10 juin 2006 0 commentaire
  • La parution était prévue en 1998. Et puis, les auteurs ont pris du retard. Pour finir, quitte à être en retard, ils ont préféré attendre 2006 pour l'offrir à Guy Delcourt à l'occasion du 20ème anniversaire de sa maison d'édition. Angela comporte tous les ingrédients d'un bon western.

Joyce voit sa vie bouleversée lorsque Jason, son ancien amant, ressurgit. Un "accident" la rend veuve. Il n’en faut pas plus pour que la jeune femme succombe à nouveau au charme de l’aventure et parte rejoindre Jason qui vient d’acheter une concession minière en Arizona. Pour sa fille adolescente, Angela, s’ouvre un nouvel avenir : elle apprend à monter à cheval et à tirer comme un véritable cow-boy...

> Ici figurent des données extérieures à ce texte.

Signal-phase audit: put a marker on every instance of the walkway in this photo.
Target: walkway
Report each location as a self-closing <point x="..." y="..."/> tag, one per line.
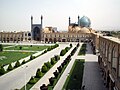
<point x="45" y="78"/>
<point x="65" y="74"/>
<point x="92" y="78"/>
<point x="16" y="78"/>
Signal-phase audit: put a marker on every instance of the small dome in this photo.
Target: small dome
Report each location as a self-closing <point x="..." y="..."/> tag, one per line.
<point x="85" y="30"/>
<point x="85" y="22"/>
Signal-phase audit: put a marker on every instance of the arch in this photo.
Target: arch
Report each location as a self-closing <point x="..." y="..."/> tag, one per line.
<point x="36" y="33"/>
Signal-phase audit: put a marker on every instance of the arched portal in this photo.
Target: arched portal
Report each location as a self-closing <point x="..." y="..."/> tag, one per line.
<point x="36" y="33"/>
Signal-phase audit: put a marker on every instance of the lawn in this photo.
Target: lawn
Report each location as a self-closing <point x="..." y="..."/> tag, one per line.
<point x="74" y="80"/>
<point x="4" y="45"/>
<point x="82" y="50"/>
<point x="9" y="57"/>
<point x="27" y="47"/>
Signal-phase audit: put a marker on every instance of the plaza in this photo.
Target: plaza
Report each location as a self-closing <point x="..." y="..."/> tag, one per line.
<point x="101" y="55"/>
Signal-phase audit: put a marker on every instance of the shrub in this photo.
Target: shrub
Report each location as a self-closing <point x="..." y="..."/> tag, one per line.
<point x="1" y="47"/>
<point x="67" y="48"/>
<point x="20" y="47"/>
<point x="44" y="69"/>
<point x="62" y="53"/>
<point x="57" y="57"/>
<point x="52" y="61"/>
<point x="56" y="73"/>
<point x="32" y="80"/>
<point x="49" y="48"/>
<point x="48" y="64"/>
<point x="43" y="87"/>
<point x="17" y="64"/>
<point x="10" y="67"/>
<point x="51" y="80"/>
<point x="23" y="62"/>
<point x="2" y="71"/>
<point x="38" y="73"/>
<point x="31" y="57"/>
<point x="70" y="45"/>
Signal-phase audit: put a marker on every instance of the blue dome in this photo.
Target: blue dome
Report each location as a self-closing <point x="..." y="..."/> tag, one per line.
<point x="85" y="22"/>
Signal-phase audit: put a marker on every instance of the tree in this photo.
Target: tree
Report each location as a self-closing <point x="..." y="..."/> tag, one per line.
<point x="2" y="71"/>
<point x="48" y="64"/>
<point x="32" y="80"/>
<point x="52" y="61"/>
<point x="44" y="69"/>
<point x="10" y="67"/>
<point x="1" y="47"/>
<point x="20" y="47"/>
<point x="23" y="62"/>
<point x="70" y="45"/>
<point x="38" y="73"/>
<point x="62" y="53"/>
<point x="17" y="64"/>
<point x="51" y="80"/>
<point x="43" y="87"/>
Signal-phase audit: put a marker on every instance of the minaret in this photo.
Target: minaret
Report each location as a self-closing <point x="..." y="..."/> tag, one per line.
<point x="41" y="21"/>
<point x="31" y="22"/>
<point x="78" y="20"/>
<point x="69" y="21"/>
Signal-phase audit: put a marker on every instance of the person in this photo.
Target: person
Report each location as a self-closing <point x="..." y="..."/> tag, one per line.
<point x="83" y="87"/>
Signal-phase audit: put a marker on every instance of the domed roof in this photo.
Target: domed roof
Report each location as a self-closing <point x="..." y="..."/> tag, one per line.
<point x="85" y="22"/>
<point x="85" y="30"/>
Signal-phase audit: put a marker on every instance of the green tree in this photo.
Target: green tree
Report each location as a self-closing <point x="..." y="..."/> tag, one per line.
<point x="39" y="73"/>
<point x="52" y="61"/>
<point x="20" y="47"/>
<point x="1" y="47"/>
<point x="32" y="80"/>
<point x="10" y="67"/>
<point x="62" y="53"/>
<point x="2" y="71"/>
<point x="48" y="64"/>
<point x="44" y="69"/>
<point x="23" y="62"/>
<point x="17" y="64"/>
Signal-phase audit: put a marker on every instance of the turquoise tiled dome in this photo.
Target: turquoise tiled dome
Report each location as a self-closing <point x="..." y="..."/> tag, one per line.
<point x="85" y="22"/>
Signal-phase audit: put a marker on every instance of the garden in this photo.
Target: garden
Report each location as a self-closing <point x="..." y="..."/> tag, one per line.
<point x="74" y="80"/>
<point x="27" y="47"/>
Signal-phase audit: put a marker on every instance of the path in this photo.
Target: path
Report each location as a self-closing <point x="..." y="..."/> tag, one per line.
<point x="92" y="78"/>
<point x="45" y="78"/>
<point x="65" y="74"/>
<point x="16" y="78"/>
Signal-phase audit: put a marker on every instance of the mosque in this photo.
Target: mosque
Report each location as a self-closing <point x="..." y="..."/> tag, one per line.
<point x="77" y="32"/>
<point x="108" y="47"/>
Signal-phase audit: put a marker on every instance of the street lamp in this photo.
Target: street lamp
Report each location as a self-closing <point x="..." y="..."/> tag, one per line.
<point x="25" y="76"/>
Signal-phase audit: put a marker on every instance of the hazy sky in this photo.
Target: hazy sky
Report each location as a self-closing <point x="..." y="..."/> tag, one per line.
<point x="15" y="14"/>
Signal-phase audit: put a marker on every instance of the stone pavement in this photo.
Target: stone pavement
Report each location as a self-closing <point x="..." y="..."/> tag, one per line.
<point x="65" y="74"/>
<point x="45" y="78"/>
<point x="16" y="78"/>
<point x="92" y="78"/>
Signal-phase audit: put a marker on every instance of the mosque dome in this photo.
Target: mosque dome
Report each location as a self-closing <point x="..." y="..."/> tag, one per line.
<point x="84" y="30"/>
<point x="85" y="22"/>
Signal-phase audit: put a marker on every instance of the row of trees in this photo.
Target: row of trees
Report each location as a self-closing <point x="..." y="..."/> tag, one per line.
<point x="46" y="66"/>
<point x="59" y="71"/>
<point x="17" y="64"/>
<point x="10" y="67"/>
<point x="1" y="47"/>
<point x="64" y="51"/>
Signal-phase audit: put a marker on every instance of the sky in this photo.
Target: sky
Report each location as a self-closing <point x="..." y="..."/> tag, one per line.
<point x="15" y="15"/>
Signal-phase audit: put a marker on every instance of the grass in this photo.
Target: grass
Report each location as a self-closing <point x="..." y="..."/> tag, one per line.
<point x="56" y="79"/>
<point x="82" y="50"/>
<point x="74" y="80"/>
<point x="9" y="57"/>
<point x="4" y="45"/>
<point x="27" y="47"/>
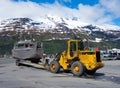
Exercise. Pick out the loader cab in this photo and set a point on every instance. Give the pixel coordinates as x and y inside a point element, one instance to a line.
<point>74,46</point>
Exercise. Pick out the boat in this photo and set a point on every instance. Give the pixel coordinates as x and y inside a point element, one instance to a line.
<point>27,50</point>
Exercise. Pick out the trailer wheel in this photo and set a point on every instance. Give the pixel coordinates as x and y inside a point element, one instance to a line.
<point>18,62</point>
<point>77,68</point>
<point>54,67</point>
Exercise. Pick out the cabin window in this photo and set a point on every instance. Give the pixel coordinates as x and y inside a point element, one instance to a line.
<point>80,46</point>
<point>20,45</point>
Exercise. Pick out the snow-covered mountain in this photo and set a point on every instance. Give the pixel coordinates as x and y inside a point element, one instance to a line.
<point>48,23</point>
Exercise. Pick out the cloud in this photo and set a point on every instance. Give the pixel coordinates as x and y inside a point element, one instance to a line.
<point>103,12</point>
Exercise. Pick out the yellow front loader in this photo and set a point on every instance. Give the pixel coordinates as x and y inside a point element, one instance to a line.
<point>77,59</point>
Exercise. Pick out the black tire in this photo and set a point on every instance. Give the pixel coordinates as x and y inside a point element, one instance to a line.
<point>90,72</point>
<point>77,68</point>
<point>54,67</point>
<point>18,62</point>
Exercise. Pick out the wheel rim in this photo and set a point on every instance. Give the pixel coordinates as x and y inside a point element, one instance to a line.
<point>76,68</point>
<point>53,67</point>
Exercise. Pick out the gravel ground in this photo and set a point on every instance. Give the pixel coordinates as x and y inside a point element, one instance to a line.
<point>12,76</point>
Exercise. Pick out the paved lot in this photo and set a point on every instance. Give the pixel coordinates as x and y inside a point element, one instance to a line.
<point>12,76</point>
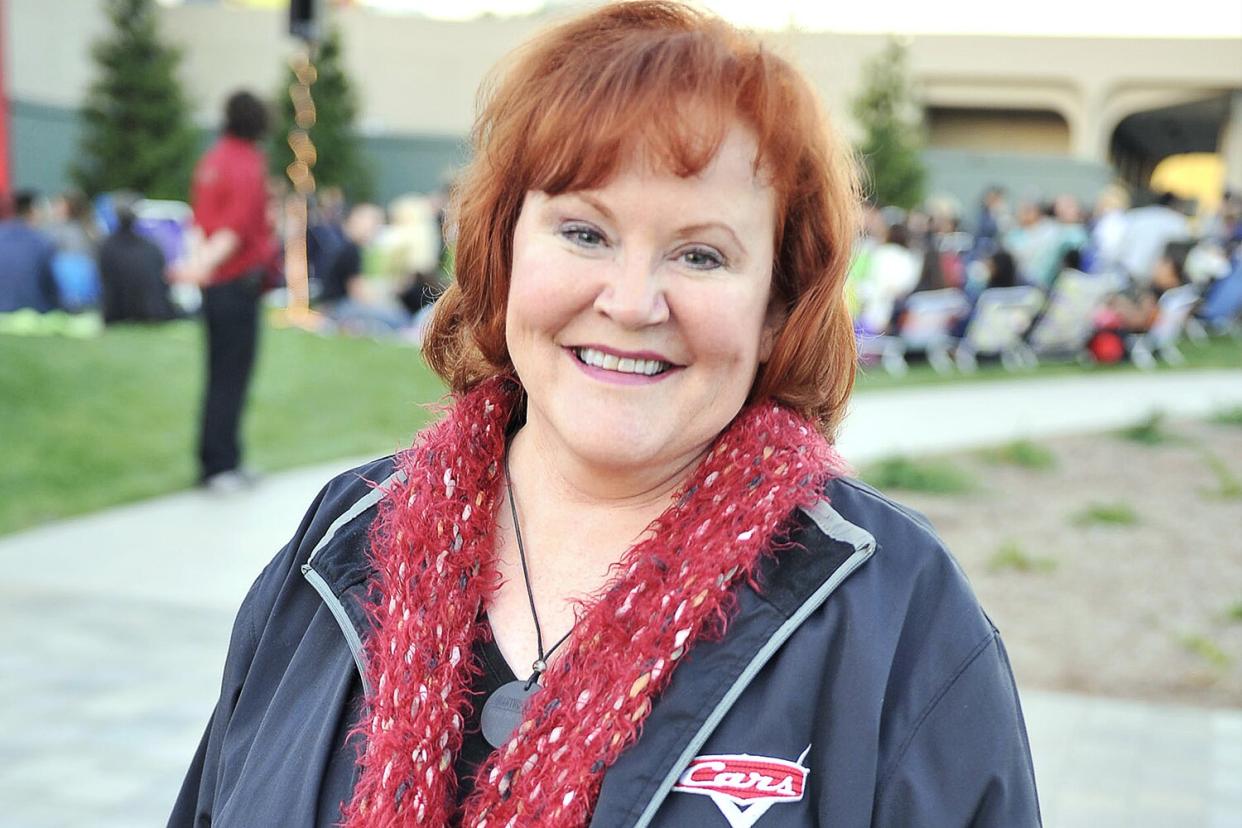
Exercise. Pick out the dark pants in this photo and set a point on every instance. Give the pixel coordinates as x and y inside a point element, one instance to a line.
<point>230,317</point>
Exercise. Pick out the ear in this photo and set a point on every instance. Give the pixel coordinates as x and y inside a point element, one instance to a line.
<point>774,320</point>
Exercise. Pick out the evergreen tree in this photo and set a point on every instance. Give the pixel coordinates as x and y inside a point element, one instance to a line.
<point>892,130</point>
<point>339,160</point>
<point>135,123</point>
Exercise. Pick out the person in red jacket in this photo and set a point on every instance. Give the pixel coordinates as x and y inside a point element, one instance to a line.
<point>230,201</point>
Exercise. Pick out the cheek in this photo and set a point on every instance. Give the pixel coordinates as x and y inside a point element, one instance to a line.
<point>725,324</point>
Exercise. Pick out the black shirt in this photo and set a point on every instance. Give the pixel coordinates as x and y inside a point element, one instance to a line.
<point>476,749</point>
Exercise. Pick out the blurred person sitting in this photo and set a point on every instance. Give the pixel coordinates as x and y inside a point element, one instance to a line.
<point>1148,232</point>
<point>1133,310</point>
<point>1108,229</point>
<point>132,273</point>
<point>72,226</point>
<point>26,278</point>
<point>1033,241</point>
<point>893,273</point>
<point>1071,238</point>
<point>344,298</point>
<point>994,219</point>
<point>326,232</point>
<point>76,235</point>
<point>417,243</point>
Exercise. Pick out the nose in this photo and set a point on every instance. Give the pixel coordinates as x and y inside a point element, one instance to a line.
<point>634,294</point>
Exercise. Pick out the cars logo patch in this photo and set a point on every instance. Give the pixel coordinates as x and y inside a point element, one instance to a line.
<point>743,786</point>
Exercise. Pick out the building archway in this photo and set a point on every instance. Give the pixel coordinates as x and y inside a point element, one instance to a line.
<point>1042,132</point>
<point>1143,139</point>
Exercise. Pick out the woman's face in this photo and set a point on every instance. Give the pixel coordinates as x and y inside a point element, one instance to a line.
<point>640,312</point>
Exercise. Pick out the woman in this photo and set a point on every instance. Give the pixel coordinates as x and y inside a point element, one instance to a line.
<point>622,581</point>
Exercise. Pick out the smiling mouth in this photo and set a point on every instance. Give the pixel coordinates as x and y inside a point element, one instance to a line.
<point>620,364</point>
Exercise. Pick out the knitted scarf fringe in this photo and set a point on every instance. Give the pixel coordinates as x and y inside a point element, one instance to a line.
<point>434,553</point>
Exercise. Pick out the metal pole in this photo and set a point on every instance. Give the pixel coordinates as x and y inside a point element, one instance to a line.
<point>297,209</point>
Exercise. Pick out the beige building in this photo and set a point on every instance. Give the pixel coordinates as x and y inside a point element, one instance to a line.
<point>1037,113</point>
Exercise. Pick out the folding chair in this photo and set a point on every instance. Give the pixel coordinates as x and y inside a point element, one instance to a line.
<point>1068,317</point>
<point>1173,310</point>
<point>927,324</point>
<point>1002,315</point>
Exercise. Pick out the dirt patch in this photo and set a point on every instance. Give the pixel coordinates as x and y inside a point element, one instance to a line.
<point>1144,600</point>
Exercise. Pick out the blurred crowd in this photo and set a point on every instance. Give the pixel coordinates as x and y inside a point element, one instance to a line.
<point>376,271</point>
<point>371,271</point>
<point>1132,258</point>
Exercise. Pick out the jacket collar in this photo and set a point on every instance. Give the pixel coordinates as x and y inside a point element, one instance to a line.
<point>824,550</point>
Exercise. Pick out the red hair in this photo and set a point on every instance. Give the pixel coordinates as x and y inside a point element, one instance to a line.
<point>662,78</point>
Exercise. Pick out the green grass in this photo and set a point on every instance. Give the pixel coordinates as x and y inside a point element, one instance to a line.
<point>1151,430</point>
<point>1228,416</point>
<point>932,476</point>
<point>1021,452</point>
<point>90,423</point>
<point>1108,514</point>
<point>93,423</point>
<point>1206,649</point>
<point>1012,556</point>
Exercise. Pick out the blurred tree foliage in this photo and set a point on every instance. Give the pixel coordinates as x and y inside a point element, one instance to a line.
<point>891,118</point>
<point>339,157</point>
<point>137,132</point>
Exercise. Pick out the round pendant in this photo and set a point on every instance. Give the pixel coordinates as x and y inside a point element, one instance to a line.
<point>503,709</point>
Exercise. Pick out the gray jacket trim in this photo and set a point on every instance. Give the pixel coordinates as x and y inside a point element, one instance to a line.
<point>362,505</point>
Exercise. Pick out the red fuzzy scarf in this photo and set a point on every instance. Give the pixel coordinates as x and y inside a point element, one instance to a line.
<point>434,550</point>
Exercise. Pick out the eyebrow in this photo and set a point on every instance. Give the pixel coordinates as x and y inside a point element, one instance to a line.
<point>682,231</point>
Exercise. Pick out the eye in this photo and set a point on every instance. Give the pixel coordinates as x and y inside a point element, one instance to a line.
<point>702,258</point>
<point>583,235</point>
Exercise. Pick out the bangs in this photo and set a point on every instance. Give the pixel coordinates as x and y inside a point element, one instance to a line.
<point>658,83</point>
<point>668,102</point>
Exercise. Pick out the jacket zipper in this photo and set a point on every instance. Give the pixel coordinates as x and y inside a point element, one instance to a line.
<point>747,675</point>
<point>347,626</point>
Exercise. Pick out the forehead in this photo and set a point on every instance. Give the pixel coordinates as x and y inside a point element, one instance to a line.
<point>728,183</point>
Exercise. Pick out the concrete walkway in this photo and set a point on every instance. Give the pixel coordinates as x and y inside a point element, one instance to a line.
<point>113,628</point>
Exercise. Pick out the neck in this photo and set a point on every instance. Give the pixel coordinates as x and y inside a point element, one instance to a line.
<point>549,467</point>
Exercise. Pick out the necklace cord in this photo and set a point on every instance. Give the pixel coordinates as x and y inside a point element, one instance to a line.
<point>542,663</point>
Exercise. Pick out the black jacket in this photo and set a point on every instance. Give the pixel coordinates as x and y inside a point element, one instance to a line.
<point>863,687</point>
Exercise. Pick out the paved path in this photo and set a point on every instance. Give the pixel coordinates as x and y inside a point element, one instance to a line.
<point>113,630</point>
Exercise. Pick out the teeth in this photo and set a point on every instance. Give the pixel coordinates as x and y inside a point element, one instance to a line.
<point>621,365</point>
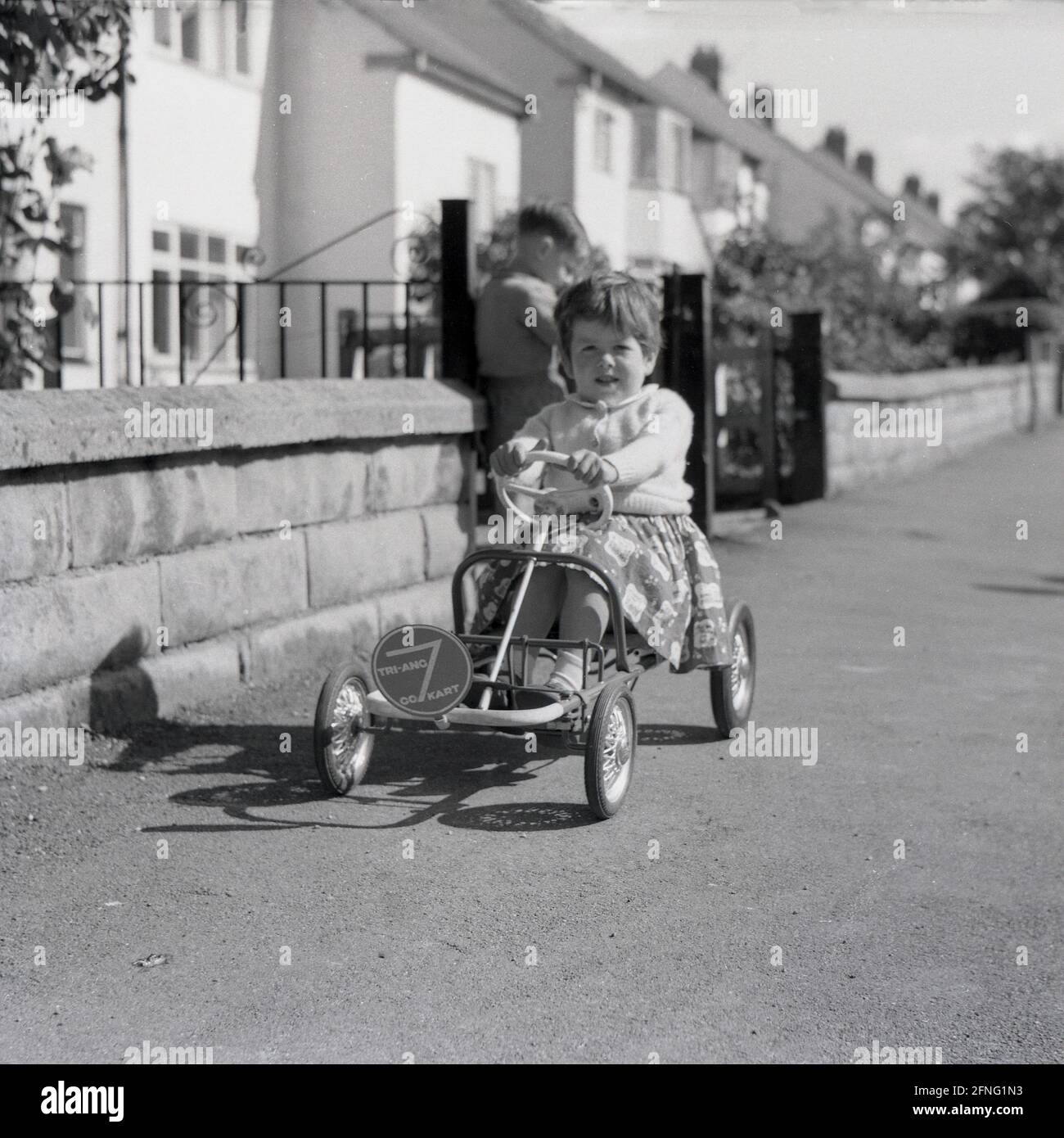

Rassurez-vous : Olivier Vatine sait toujours dessiner ! Son découpage cinématographique fonctionne à merveille sur ce bon western des familles. Epaulé par Isabelle Rabarot, l’auteur réalise une très belle mise en couleur. Le jaune, symbole de l’or, du soleil, du désert,... parcourt l’album et offre sa lumière à une action assez noire. Car Vatine et Daniel Pecqueur nous ont concocté une histoire faîte de bagarres, de six coups, de meurtres, de train à dévaliser, de dollars et de femmes. C’est sans doute là la plus grande originalité du scénario : Angela est une héroïne au caractère bien trempé, à laquelle le lecteur s’attache très vite.

Angela - par Pecqueur, Vatine & Rabarot - Delcourt
la première planche d’Angela
© Vatine/Pecqueur/Rabarot/Delcourt

Le récit s’ouvre et se termine par la même scène, les auteurs utilisant au centre le classique principe du flashback.

Dans ce Far West de la ruée vers l’or, la femme est vénale, l’homme crapuleux. Dans ce monde de brutes, Angela survit et donnera par sa dernière action une légère touche de "happy end" à cette histoire.

Avec un graphisme impeccable et une excellente dynamique narrative, Angela se lit d’une traite. L’originalité de l’intrigue elle-même aurait sans doute pu être plus importante, mais un bon western reste toujours agréable à lire.